07 de setembro de 2012 | 09h20

Por Diário de Pernambuco

No debate realizado nesta quinta-feira (6) na sede do Sindifisco entre os candidatos a prefeito do Recife, Mendonça Filho (DEM) e Humberto Costa (PT), nem parecia que os dois eram adversários políticos e de partidos tão antagônicos. Ambos discordaram em vários pontos de vista sobre gestão municipal, mas trocaram gentilezas e alfinetadas bem-humoradas que levaram a risos da plateia. Os dois ainda afinaram o discurso em um ponto: nas críticas ao prefeiturável do PSB, Geraldo Julio. Nas palavras de Humberto, Geraldo Julio é o símbolo do “oba-oba”, de uma pessoa que”fez tanto” no governo do estado que não pode sair sob o risco de a gestão parar. Nas de Mendonça, o candidato não tem opinião ou firmeza para governar a cidade.

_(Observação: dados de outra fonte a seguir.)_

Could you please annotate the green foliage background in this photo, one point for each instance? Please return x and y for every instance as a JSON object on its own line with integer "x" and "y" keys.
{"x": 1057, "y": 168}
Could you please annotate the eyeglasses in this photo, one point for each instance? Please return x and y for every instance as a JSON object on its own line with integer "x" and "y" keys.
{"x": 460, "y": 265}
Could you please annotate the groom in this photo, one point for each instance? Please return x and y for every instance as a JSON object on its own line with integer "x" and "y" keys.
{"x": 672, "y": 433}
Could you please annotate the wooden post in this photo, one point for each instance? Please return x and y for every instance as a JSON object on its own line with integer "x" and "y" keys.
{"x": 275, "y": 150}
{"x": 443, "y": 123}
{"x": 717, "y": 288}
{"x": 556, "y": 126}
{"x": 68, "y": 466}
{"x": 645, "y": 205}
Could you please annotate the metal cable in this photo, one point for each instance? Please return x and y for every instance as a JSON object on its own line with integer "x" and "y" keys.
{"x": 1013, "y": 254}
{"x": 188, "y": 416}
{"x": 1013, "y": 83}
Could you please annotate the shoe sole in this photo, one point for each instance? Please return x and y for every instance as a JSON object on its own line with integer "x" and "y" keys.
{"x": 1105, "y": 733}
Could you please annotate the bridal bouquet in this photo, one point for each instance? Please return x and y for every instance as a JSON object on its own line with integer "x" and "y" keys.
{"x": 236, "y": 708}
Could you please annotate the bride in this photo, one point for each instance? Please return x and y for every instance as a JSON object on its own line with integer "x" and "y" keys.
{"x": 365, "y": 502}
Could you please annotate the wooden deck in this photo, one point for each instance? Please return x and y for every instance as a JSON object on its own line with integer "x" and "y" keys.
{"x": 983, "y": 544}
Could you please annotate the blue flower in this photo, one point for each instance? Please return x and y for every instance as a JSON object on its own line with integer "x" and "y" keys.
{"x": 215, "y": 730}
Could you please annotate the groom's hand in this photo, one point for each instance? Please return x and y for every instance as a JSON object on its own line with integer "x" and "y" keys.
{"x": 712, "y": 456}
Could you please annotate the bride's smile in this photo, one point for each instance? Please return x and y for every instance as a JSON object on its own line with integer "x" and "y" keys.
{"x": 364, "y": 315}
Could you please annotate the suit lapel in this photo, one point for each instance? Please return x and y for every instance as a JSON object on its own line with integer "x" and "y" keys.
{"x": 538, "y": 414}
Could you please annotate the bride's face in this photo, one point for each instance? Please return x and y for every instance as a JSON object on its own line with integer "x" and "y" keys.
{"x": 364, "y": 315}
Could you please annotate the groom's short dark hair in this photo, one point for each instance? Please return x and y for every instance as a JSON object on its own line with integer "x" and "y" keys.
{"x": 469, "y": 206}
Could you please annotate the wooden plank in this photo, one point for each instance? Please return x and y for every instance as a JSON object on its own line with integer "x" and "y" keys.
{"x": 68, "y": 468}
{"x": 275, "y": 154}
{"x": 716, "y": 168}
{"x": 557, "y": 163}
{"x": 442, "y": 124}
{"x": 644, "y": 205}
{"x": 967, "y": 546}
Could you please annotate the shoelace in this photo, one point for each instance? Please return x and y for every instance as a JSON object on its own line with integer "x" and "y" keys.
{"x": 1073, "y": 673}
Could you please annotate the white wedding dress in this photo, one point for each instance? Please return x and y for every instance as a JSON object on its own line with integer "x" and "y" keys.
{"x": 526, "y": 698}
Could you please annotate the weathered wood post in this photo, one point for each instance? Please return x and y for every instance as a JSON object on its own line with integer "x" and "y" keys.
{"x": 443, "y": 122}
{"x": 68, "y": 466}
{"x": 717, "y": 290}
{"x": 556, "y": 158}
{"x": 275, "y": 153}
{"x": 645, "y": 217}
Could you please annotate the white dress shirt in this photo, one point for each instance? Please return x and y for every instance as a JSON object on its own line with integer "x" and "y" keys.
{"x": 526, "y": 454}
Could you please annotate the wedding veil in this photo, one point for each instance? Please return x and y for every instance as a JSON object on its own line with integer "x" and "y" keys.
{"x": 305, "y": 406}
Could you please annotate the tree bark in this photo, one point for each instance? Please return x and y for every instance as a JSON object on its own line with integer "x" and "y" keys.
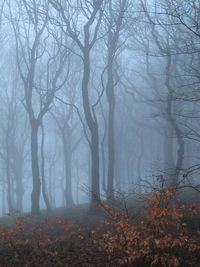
{"x": 35, "y": 195}
{"x": 44, "y": 193}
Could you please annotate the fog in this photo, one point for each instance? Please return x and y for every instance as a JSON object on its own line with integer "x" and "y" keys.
{"x": 97, "y": 98}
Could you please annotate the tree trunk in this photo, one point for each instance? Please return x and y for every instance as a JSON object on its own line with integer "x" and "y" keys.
{"x": 35, "y": 195}
{"x": 111, "y": 137}
{"x": 44, "y": 193}
{"x": 93, "y": 128}
{"x": 67, "y": 157}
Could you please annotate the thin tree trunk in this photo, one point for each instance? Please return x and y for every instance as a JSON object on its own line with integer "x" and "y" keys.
{"x": 44, "y": 193}
{"x": 93, "y": 127}
{"x": 35, "y": 195}
{"x": 67, "y": 158}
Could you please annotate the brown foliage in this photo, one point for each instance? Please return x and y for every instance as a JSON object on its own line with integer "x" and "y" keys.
{"x": 160, "y": 238}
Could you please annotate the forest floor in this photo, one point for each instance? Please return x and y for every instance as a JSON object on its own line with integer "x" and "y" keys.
{"x": 70, "y": 237}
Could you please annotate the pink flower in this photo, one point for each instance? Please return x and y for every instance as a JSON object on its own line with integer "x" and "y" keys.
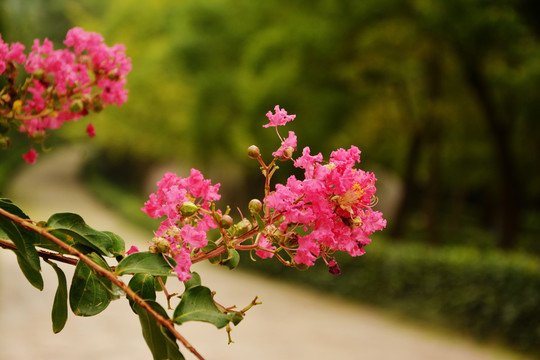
{"x": 31, "y": 156}
{"x": 90, "y": 130}
{"x": 184, "y": 233}
{"x": 279, "y": 118}
{"x": 287, "y": 147}
{"x": 132, "y": 249}
{"x": 183, "y": 264}
{"x": 331, "y": 206}
{"x": 265, "y": 244}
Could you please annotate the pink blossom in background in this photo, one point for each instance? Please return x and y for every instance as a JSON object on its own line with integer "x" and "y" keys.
{"x": 133, "y": 249}
{"x": 31, "y": 156}
{"x": 280, "y": 117}
{"x": 90, "y": 130}
{"x": 290, "y": 142}
{"x": 87, "y": 76}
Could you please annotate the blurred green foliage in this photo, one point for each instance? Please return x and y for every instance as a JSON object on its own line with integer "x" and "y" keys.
{"x": 442, "y": 95}
{"x": 490, "y": 295}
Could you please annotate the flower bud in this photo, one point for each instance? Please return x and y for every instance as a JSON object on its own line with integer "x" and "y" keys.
{"x": 97, "y": 105}
{"x": 287, "y": 154}
{"x": 226, "y": 222}
{"x": 76, "y": 106}
{"x": 188, "y": 209}
{"x": 38, "y": 74}
{"x": 254, "y": 152}
{"x": 243, "y": 227}
{"x": 255, "y": 206}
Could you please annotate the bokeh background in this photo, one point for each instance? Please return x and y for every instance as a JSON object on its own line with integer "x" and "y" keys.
{"x": 442, "y": 97}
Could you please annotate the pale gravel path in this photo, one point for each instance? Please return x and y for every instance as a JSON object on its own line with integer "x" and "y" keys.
{"x": 292, "y": 323}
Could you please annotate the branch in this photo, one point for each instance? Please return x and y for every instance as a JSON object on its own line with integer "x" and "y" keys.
{"x": 104, "y": 273}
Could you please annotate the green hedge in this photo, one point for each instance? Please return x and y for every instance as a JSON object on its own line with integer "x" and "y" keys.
{"x": 489, "y": 294}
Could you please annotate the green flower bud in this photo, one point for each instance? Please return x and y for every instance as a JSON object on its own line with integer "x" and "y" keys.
{"x": 287, "y": 154}
{"x": 188, "y": 209}
{"x": 226, "y": 222}
{"x": 38, "y": 74}
{"x": 243, "y": 226}
{"x": 254, "y": 152}
{"x": 255, "y": 206}
{"x": 76, "y": 106}
{"x": 161, "y": 245}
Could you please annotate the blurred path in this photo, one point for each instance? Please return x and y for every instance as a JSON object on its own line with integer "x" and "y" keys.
{"x": 292, "y": 323}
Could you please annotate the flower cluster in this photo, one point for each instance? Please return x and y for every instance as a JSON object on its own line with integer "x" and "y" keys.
{"x": 185, "y": 204}
{"x": 61, "y": 85}
{"x": 329, "y": 210}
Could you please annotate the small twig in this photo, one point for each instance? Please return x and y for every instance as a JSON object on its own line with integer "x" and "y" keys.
{"x": 167, "y": 323}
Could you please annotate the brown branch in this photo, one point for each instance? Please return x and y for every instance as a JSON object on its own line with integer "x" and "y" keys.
{"x": 47, "y": 255}
{"x": 167, "y": 323}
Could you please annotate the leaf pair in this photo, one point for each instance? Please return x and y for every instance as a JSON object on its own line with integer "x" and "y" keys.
{"x": 160, "y": 341}
{"x": 72, "y": 228}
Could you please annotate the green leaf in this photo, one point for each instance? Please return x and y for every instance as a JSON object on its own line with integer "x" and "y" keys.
{"x": 31, "y": 274}
{"x": 89, "y": 293}
{"x": 59, "y": 310}
{"x": 119, "y": 246}
{"x": 73, "y": 225}
{"x": 22, "y": 238}
{"x": 157, "y": 283}
{"x": 232, "y": 260}
{"x": 197, "y": 304}
{"x": 159, "y": 341}
{"x": 145, "y": 262}
{"x": 194, "y": 281}
{"x": 144, "y": 286}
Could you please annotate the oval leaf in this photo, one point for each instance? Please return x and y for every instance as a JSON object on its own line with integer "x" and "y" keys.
{"x": 74, "y": 226}
{"x": 32, "y": 275}
{"x": 59, "y": 311}
{"x": 197, "y": 304}
{"x": 144, "y": 286}
{"x": 89, "y": 293}
{"x": 145, "y": 262}
{"x": 23, "y": 239}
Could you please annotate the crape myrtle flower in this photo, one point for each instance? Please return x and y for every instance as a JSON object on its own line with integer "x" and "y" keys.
{"x": 184, "y": 230}
{"x": 62, "y": 85}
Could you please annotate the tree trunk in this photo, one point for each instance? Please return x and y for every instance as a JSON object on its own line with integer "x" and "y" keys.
{"x": 508, "y": 187}
{"x": 433, "y": 74}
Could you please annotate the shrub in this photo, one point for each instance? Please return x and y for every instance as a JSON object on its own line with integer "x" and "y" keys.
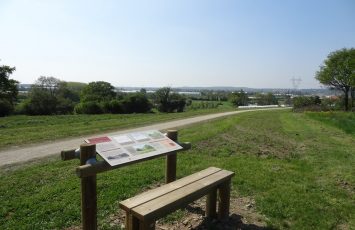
{"x": 5, "y": 107}
{"x": 136, "y": 103}
{"x": 115, "y": 107}
{"x": 91, "y": 107}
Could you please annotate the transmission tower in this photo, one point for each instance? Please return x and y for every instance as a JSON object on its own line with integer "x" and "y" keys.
{"x": 296, "y": 82}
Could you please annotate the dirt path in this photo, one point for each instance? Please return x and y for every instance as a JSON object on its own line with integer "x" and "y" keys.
{"x": 23, "y": 154}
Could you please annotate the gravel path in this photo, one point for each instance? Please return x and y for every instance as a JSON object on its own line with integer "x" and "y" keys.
{"x": 23, "y": 154}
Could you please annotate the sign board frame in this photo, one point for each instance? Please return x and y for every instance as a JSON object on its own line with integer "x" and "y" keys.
{"x": 124, "y": 148}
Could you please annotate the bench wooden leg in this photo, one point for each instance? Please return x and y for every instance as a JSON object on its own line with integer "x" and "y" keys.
{"x": 132, "y": 223}
{"x": 224, "y": 200}
{"x": 148, "y": 225}
{"x": 211, "y": 203}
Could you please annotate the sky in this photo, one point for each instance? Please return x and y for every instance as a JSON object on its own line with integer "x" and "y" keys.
{"x": 241, "y": 43}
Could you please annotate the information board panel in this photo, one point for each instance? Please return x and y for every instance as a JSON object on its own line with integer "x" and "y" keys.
{"x": 128, "y": 147}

“Uma hora ele (Geraldo) defende os viadutos (na Avenida Agamenon Magalhães). Em outra, não defende. Ele está tão em cima do muro que parece um tucano”, provocou, sob os olhares de Humberto que, esta semana, viu o presidente nacional do PT, Rui Falcão, dizer que o PSB está numa linha de rompimento com o PT e se aproximando do PSDB.

Segundo Humberto, a tentativa de comparar a presidente Dilma Rousseff (PT) com Geraldo Julio, como tentam alguns socialistas, é um equívoco. “A presidente tem história. Ela foi presa, torturada, enfrentou a ditadura militar, foi secretária, ministra. Não é um desconhecido que não sabe onde é a porta do ministério. Prefeitura não é uma aventura”, declarou o petista.

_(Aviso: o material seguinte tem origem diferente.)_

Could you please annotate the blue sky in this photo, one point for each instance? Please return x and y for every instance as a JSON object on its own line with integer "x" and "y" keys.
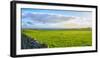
{"x": 42, "y": 18}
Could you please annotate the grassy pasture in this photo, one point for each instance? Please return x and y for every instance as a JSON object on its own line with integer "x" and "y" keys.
{"x": 61, "y": 38}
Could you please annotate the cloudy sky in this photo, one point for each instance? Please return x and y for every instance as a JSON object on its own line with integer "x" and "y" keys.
{"x": 42, "y": 18}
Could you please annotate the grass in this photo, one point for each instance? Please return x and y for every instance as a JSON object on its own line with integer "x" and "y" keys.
{"x": 61, "y": 38}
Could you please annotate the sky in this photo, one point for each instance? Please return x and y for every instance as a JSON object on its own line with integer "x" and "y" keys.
{"x": 63, "y": 19}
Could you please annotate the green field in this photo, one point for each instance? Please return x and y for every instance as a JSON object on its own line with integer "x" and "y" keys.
{"x": 61, "y": 38}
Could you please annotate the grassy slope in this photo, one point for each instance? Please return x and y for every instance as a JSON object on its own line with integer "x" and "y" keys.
{"x": 61, "y": 38}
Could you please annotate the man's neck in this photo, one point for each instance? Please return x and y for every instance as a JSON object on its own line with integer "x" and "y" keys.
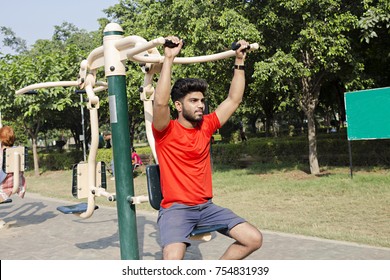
{"x": 187, "y": 124}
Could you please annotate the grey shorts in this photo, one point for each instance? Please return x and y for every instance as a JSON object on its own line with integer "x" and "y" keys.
{"x": 177, "y": 222}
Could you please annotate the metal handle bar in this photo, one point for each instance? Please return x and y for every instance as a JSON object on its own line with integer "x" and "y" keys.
{"x": 189, "y": 60}
{"x": 101, "y": 86}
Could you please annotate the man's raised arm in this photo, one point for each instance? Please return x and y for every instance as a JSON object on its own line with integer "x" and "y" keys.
{"x": 161, "y": 112}
{"x": 237, "y": 86}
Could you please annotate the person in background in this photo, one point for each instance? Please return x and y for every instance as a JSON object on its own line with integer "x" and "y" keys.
{"x": 135, "y": 158}
{"x": 7, "y": 140}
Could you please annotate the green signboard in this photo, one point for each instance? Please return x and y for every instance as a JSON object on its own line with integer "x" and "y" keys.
{"x": 368, "y": 114}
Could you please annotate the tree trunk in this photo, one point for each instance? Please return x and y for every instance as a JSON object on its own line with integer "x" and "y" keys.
{"x": 35, "y": 156}
{"x": 311, "y": 128}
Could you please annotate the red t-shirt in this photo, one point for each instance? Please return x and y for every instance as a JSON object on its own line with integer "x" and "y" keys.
{"x": 184, "y": 159}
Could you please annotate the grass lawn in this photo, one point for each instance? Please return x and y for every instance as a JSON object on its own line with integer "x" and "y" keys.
{"x": 331, "y": 205}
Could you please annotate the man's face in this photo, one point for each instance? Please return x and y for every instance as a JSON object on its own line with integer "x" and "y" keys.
{"x": 192, "y": 106}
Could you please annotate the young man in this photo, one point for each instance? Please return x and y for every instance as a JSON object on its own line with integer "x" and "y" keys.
{"x": 182, "y": 147}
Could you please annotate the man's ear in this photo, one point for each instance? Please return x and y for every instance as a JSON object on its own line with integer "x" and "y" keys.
{"x": 178, "y": 106}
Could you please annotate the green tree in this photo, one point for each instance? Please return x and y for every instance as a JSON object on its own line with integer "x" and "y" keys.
{"x": 315, "y": 37}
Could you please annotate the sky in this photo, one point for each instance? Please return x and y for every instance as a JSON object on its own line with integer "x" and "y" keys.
{"x": 35, "y": 19}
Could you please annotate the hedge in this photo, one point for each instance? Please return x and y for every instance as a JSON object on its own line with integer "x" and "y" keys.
{"x": 332, "y": 151}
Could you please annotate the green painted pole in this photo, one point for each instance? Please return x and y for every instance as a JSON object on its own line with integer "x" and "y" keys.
{"x": 119, "y": 119}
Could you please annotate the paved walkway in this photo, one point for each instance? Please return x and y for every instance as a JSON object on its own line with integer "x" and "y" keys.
{"x": 37, "y": 231}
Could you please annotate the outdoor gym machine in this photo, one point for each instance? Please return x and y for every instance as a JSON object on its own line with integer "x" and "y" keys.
{"x": 116, "y": 50}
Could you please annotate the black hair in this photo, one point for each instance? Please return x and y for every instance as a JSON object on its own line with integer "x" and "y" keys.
{"x": 184, "y": 86}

Mendonça e Humberto mantiveram um clima cordial ao longo de todo o confronto, que foi pouco prestigiado pelos servidores e levou à assessoria dos candidatos a avaliar a participação em tantos debates – alguns de cartas marcadas. Não havia sequer 50 pessoas presentes no evento, para se ter uma ideia. A maioria dos que estiveram no local era assessores dos concorrentes e jornalistas.

Depois de receber várias críticas de Mendonça pela gestão do prefeito João da Costa e do PSB por programas da prefeitura que considera assistencialista, Humberto arrematou. “Pior era no tempo do DEM, ou melhor, do PFL, que nem auxílio-moradia tinha”, afirmou o petista, recebendo um rebate do adversário na mesma hora. “O senador perdeu as condições de falar mal do PFL porque aceitou que seu suplente fosse Joaquim Francisco (ex-PFL, hoje PSB)”, acrescentou, abrindo um sorriso em Humberto.

Por meio da assessoria, o candidato do PSB, Geraldo Julio, disse que não ia se pronunciar sobre as críticas. Estava preocupado com os problemas do Recife.